MUSIC ARCHIVES

Urban Organics

by

“Irresistible: class with an edge,” Matthew Cooke of Amazon.com writes in a Best of 2000 Editor’s Pick for St. Germain’s Tourist, and if that makes him a yuppie, at least he’s honest. Class with an edge: alive and off-center but nary a foul breath. The hook is the illusion of the organic, the projection of a kindred interiority into crass environments. The forms change, so where Muddy Waters donned overalls in the 1960s while touring Britain, Johnny Cash sings Nick Cave and Will Oldham songs for his supper in 2000. But I’m interested here in music a shade more cappuccino-friendly. St. Germain is NPR techno, ideal for L.A.’s Morning Becomes Eclectic show on KCRW. David Gray is a Celtic wannabe with a claim to the earnest half of the Dave Matthews set. Jill Scott pins a Roots badge on her decorous soul. All three are small-scale critical and commercial hits. See, you teen-pop and rap-rock skeptics? Quality can too sell, especially when packaged as such.

The gimmick with Tourist, the second album by Ludovic Navarre, is that every song is an excursion into a different African-diaspora genre: jazz, Caribbean, r&b, Latin jazz, blues, house, dub, funk, and wherever you slot the unfortunate “So Flute.” But the CD sounds of a piece, too, a compound of samples and live Parisian musicians composed enough, in both a jazz and a club sense, to make Blue Note’s first excursion into this domain, US3, seem like schlock. It’s music for people whose beyond-postmodern convolutions now demand the auteurist inauthentic—background textures with a persuasive sense of design rather than trashiness or rainforest ambience. This predisposition used to be called Quango, but where that label’s compilers culled widely to achieve the effect, Navarre pulls it off virtually solo. True, when he needs a little vivacity he samples John Lee Hooker or Blue Note vocalist Marlena Shaw, or hires Jamaican guitarist Ernest Ranglin. But the nut is that St. Germain provide an individualized sense of order and care without demanding to be heard as personal expression.

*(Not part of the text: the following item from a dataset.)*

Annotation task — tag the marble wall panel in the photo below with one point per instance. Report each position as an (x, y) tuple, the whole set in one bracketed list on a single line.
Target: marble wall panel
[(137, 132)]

It’s possible to call David Gray’s music a natural refinement of Everything but the Girl’s club-informed song-pop, but just as arguable that he’s working changes on stuff like Bruce Hornsby’s eternally bland “The Way It Is.” Gray, a singer-songwriter whose romanticism led him from Manchester to Wales, recorded White Ladder on his own shilling back in 1998, emphasizing stripped-down arrangements featuring the cool, jittery pulsations of his partner McLune on drums and bass. The album charted first in Ireland, then in Britain, and now gradually in the U.S. on his touring sponsor Dave Matthews’s ATO label. And deservedly so: “Please Forgive Me” is a fetching love song with Dylanesque chord changes, “Babylon” a poignant monster chorus, “Say Hello Wave Goodbye” the Van Morrison-tinged pastoralization of a Soft Cell original. Gray’s voice is pure comfort food as he warbles, “It takes a lotta love these days to keep your heart from freezing/To keep your spirit free.” White Ladder is spare and elegant, but at its core it’s an emotional massage for corporate mushbrains who’d unwind to Dan Fogelberg if their need for social differentiation didn’t push them to keep Travis on display.

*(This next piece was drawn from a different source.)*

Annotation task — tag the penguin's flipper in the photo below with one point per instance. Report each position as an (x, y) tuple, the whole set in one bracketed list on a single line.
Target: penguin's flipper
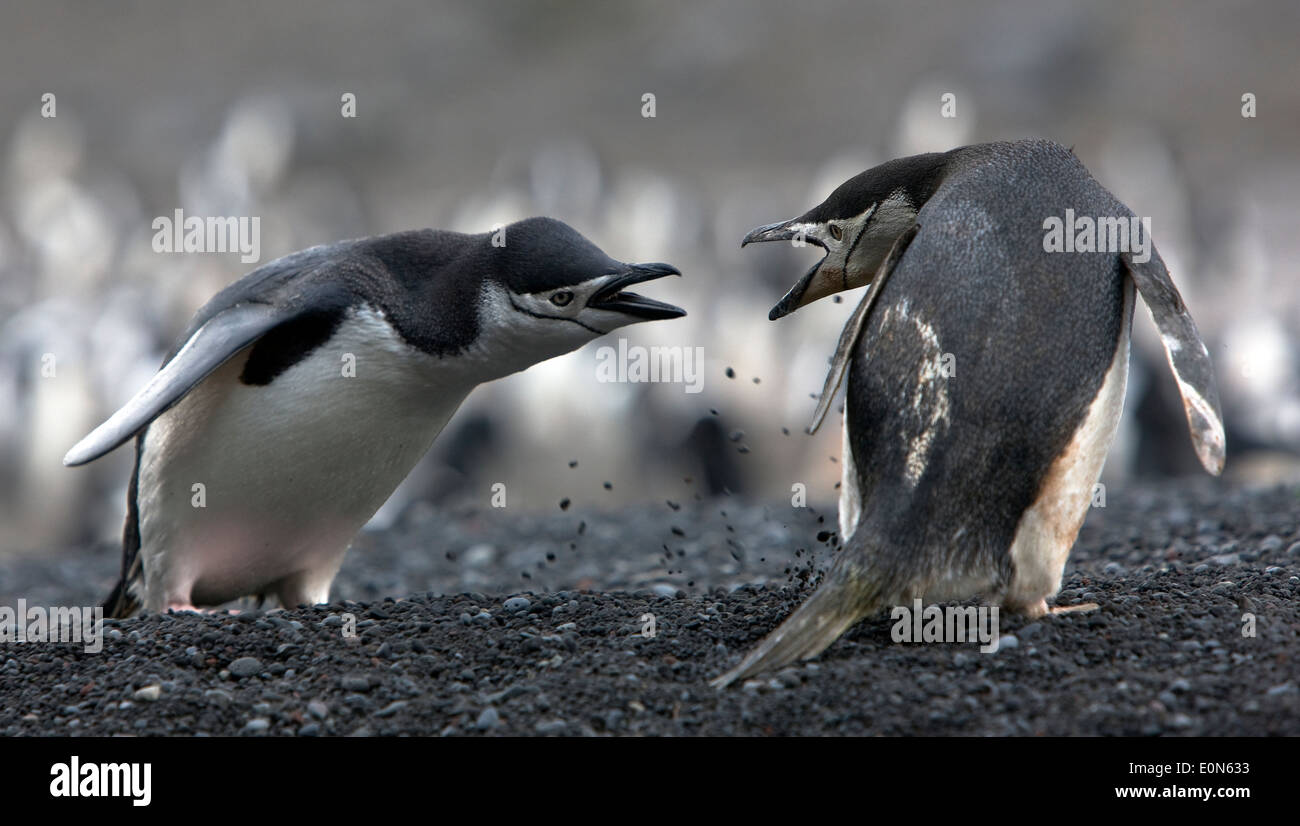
[(207, 349), (849, 336), (1187, 357)]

The charm of Jill Scott is that she’s bourgie and boho in equal proportions: Listen to how she turns cleaning her house into the sensual act of an Isadora Duncan in “The Way.” The thank-you list in the credits includes her eighth-grade English teacher and the Canadian cast of Rent. As a singer, she’s a self-conscious poet, setting lovelorn scenarios in a world where you listen to hip-hop coming home from the theater or symphony. (Why not? Don’t you?) When she hones this sensibility into a playful lyric, the results can be as bravura as anything released this year, like “Exclusively,” where she rolls out of bed after sex, and the woman at the grocery store clucks at her purchases and IDs the man she’s about to make breakfast for by smell. Or “Love Rain,” in which a cad picks her up talking Mumia, reparations, and vintage sneakers.

Scott, a Philadelphia native, got noticed when she wrote “You Got Me,” the Roots hit sung by Erykah Badu. She’s not as innately bizarre as Badu—Scott’s pose seems more stylized, like she’s itemizing her credentials—and the grooves her producers have come up with don’t cut as deep as Badu’s latest. More variety along the lines of the algebraic flamenco-funk “One is the Magic #” would have kept sequences like “He Loves Me” and “It’s Love” from bogging down. But Scott is canny. She speaks and sings her lyrics, knows how to hit every word like it’s capitalized one moment, then croon wordless passion; she segues from biblical citation to pulling out her earrings and going off in a rival’s face. This year, she’s the class of the classy.